JEFFERSON CITY - In his first meeting with press since the rejection of Justice Ronnie White's bid for a federal judgeship, Gov Mel Carnahan called the actions of Sen. John Ashcroft, R-Mo., "politics at it's worst."
Ashcroft was instrumental in rallying support for the defeat of White's nomination in the Senate on Tuesday, claiming that White's track record shows a soft stance on the death penalty.
"It was done at the leadership of Sen. Ashcroft in some sort of desperation effort to save his political career. That's character assassination at it's worst. It's simply not a good day for democracy," said Carnahan.
Carnahan has said he plans to challenge Ashcroft for his seat in the Senate in the 2000 election.
David James, spokesman for Ashcroft said, "Senator Ashcroft did not have to prompt anybody at all. The law enforcement community of Missouri made it very well known that they opposed Judge White's nomination."
White, the first African American judge to sit on Missouri's Supreme Court, was the first nominee in 12 years to be rejected.
"I think it's a very sad day when the United States Senate takes the crass political action that it took to really wreak the career of a very fine judge, a very fine human being," Carnahan said.
According to a Washington Post report, President Clinton denounced the move as "a disgraceful act" tinged by racial consideration because the nominee was African American.
Carnahan said statistically, it was true that minorities and women had a harder time being confirmed by the Republican US Senate. "Senator Leahy has made that point repeatedly," said Carnahan.
The Washington Post reported Sen. Patrick Leahy, the Judiciary Committee's ranking Democrat as having said earlier that he hoped the country had not reverted to a time in it's history where there was a color test on nominations.

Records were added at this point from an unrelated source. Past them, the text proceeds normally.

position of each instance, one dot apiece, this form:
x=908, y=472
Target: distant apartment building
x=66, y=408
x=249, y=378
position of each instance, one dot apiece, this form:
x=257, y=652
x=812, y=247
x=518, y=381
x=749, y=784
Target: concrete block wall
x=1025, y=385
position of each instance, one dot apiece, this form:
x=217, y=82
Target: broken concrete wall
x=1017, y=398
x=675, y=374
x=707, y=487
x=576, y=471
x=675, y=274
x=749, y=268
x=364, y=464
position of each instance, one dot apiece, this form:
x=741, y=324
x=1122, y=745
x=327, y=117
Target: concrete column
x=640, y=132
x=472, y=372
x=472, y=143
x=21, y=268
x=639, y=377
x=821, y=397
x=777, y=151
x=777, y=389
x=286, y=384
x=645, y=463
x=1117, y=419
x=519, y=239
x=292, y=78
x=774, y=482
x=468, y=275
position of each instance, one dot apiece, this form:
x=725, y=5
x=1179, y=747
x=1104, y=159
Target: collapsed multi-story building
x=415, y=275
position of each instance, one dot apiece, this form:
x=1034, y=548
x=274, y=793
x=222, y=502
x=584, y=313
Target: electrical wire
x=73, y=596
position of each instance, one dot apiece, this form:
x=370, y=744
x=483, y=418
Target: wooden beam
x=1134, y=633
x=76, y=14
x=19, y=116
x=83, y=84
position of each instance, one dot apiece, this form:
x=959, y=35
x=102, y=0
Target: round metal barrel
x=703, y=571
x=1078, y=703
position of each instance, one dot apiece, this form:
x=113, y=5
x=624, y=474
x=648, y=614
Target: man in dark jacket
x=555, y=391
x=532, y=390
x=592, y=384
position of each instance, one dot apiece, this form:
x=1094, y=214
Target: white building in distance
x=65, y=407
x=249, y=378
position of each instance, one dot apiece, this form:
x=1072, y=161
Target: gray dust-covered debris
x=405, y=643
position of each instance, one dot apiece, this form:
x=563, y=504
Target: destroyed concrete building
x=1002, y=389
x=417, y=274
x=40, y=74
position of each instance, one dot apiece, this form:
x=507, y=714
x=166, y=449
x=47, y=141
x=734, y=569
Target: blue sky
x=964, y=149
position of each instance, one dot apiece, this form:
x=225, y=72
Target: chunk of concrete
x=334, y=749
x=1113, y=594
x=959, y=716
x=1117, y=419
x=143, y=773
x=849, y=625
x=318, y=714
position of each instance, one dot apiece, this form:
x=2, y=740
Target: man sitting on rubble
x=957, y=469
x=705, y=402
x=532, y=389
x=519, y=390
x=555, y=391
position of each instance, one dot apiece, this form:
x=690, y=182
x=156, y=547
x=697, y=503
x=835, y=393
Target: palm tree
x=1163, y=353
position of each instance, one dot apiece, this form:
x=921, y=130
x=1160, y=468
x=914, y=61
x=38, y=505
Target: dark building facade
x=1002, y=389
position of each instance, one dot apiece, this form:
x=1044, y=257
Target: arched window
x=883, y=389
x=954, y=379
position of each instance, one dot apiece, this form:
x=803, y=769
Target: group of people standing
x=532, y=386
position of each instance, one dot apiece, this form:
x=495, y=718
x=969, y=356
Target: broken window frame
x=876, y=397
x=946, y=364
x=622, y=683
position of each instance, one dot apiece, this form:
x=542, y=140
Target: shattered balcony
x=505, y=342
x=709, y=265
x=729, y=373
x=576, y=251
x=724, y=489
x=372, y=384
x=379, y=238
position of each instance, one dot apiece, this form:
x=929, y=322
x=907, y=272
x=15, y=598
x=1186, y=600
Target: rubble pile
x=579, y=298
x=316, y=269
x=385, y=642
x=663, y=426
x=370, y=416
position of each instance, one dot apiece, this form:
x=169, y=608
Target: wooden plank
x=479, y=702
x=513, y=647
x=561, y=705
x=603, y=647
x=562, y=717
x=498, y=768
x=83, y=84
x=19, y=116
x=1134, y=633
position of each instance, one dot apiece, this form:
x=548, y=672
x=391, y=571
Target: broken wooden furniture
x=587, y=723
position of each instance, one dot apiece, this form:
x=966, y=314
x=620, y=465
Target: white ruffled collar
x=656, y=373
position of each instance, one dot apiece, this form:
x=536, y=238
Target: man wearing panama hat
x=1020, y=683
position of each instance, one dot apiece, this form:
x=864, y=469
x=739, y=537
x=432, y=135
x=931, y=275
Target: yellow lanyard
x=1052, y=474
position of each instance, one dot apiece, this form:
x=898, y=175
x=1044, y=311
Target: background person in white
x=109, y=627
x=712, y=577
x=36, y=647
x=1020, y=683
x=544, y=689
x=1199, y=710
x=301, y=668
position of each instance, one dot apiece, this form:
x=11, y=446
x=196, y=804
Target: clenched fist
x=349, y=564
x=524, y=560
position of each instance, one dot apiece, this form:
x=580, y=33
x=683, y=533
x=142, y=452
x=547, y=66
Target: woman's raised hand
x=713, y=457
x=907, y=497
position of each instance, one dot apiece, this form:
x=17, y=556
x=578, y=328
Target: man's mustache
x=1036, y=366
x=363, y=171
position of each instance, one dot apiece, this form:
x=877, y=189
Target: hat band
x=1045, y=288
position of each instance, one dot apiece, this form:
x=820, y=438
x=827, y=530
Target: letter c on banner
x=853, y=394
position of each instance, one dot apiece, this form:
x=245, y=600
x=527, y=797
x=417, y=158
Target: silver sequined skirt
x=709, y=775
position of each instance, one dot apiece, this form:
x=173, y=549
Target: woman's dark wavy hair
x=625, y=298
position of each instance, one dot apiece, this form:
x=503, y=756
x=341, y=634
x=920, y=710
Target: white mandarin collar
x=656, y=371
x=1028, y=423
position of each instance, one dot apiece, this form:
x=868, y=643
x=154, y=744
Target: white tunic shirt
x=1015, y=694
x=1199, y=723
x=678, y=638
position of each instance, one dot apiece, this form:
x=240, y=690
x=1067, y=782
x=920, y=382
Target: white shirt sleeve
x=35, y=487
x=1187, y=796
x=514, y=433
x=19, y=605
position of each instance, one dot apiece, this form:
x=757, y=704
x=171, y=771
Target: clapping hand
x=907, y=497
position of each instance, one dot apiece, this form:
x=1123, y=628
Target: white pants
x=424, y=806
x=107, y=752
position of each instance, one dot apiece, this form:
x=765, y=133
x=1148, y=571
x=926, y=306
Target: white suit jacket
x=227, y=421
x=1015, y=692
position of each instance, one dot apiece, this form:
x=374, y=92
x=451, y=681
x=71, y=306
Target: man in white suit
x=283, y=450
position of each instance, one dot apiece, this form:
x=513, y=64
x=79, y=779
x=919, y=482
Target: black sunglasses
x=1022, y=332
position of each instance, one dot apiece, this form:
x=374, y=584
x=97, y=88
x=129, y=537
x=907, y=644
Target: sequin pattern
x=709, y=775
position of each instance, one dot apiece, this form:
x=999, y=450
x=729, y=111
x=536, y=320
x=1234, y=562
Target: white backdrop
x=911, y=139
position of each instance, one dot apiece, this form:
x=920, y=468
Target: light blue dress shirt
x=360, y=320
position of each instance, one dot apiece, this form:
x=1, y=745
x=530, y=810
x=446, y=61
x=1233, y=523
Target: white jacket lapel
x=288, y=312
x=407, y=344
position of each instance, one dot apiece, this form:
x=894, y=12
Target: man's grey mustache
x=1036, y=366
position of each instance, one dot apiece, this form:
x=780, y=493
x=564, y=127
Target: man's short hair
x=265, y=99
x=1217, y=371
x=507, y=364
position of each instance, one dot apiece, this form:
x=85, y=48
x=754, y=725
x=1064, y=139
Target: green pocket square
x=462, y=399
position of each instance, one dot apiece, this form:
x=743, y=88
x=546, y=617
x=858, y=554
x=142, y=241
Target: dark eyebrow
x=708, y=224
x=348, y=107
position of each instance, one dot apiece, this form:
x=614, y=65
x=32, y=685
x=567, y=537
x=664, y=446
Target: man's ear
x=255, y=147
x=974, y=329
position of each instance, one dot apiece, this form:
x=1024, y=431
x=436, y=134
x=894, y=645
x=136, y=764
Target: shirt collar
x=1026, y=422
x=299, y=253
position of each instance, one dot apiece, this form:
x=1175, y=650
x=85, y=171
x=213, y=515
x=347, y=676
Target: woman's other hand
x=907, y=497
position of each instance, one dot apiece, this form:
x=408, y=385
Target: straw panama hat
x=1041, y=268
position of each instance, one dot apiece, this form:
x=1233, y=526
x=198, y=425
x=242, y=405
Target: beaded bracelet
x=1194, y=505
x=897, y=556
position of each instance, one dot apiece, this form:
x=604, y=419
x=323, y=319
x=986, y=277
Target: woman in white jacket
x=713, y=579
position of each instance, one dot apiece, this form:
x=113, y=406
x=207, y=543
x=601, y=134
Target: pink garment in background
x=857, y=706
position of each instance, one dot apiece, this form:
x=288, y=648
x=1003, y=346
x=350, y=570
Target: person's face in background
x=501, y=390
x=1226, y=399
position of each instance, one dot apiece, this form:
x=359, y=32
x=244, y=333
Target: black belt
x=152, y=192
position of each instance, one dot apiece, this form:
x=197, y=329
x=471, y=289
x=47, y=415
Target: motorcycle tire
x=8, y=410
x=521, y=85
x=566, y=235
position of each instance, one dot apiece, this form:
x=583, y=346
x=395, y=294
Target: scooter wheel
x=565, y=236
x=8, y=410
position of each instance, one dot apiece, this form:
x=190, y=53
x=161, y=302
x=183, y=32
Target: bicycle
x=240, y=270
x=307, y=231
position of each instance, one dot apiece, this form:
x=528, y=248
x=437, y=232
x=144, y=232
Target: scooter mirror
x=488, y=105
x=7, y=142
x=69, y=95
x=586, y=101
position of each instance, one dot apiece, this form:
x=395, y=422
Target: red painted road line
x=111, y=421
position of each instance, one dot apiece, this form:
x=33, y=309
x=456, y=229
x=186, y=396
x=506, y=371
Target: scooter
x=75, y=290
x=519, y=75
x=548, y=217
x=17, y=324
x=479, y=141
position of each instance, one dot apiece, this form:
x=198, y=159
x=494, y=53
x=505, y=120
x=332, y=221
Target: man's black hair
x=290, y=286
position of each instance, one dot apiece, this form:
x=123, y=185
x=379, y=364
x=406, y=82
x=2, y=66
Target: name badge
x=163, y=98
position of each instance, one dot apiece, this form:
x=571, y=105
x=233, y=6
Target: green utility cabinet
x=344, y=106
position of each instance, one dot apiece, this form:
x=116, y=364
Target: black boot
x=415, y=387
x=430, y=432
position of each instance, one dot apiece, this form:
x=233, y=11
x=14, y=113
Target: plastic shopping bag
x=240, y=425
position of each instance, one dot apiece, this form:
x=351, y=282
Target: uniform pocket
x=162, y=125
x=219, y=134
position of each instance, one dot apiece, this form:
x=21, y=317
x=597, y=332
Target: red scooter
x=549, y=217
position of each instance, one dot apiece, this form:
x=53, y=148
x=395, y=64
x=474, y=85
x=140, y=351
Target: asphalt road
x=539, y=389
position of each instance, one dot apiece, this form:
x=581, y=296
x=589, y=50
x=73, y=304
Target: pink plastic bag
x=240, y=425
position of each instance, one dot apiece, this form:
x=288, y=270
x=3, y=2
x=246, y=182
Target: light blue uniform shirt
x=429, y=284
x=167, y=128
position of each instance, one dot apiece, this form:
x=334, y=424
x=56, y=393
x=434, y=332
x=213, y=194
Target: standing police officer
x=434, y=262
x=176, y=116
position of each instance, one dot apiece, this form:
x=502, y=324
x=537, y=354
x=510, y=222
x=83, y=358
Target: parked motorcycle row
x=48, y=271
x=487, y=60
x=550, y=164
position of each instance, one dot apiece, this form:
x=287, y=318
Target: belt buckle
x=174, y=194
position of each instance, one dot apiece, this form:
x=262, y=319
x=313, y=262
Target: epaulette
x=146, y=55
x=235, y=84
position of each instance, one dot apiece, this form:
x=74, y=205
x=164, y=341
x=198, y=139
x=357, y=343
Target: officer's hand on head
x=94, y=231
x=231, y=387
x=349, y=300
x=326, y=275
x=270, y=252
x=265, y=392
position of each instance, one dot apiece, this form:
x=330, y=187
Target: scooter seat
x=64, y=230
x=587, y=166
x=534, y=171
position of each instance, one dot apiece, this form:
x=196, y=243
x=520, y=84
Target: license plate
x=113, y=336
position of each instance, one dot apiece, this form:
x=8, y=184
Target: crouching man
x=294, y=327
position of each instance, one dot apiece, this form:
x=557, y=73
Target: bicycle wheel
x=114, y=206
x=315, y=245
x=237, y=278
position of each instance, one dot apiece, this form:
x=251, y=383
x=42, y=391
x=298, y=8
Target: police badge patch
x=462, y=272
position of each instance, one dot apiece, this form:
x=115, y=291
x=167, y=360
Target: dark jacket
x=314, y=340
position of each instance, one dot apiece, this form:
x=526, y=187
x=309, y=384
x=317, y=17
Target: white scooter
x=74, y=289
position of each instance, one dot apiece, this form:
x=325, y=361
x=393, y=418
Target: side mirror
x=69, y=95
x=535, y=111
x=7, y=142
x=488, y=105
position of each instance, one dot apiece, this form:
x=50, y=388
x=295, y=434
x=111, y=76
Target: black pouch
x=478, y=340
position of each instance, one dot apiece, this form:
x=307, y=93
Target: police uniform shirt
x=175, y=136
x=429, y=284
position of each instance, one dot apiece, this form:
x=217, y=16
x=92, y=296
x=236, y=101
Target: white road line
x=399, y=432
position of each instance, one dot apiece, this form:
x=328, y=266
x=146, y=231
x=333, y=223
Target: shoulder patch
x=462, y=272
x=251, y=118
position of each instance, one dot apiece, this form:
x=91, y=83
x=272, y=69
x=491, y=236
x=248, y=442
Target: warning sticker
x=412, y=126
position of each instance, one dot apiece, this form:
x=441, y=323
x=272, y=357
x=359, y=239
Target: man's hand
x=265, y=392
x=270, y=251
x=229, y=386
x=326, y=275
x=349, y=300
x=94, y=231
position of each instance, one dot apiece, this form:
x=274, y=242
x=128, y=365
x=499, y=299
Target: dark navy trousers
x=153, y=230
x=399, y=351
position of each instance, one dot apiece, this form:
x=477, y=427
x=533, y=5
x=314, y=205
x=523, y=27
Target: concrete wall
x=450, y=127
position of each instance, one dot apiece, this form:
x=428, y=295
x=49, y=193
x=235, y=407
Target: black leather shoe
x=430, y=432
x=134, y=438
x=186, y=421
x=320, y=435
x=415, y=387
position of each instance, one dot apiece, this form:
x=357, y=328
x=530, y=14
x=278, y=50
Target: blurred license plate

"Gov Carnahan and his buddy Bill Clinton lost a very fairly debated contest on a floor of The United States Senate," said James. "I would challenge Gov. Carnahan to come forward with evidence to suggest that this decision wasn't based on simply the facts of the case which is Judge White's judicial record."
Carnahan said Ashcroft had been outspoken against Judge White for some time although Ashcroft's appointees to The Missouri Supreme Court had voted to reverse the death penalty 124 times while White had done so only 17 times. "It's predictably important that he singled out Judge White which I think is a very dangerous thing to do." "His statistics just don't hold water," Carnahan said.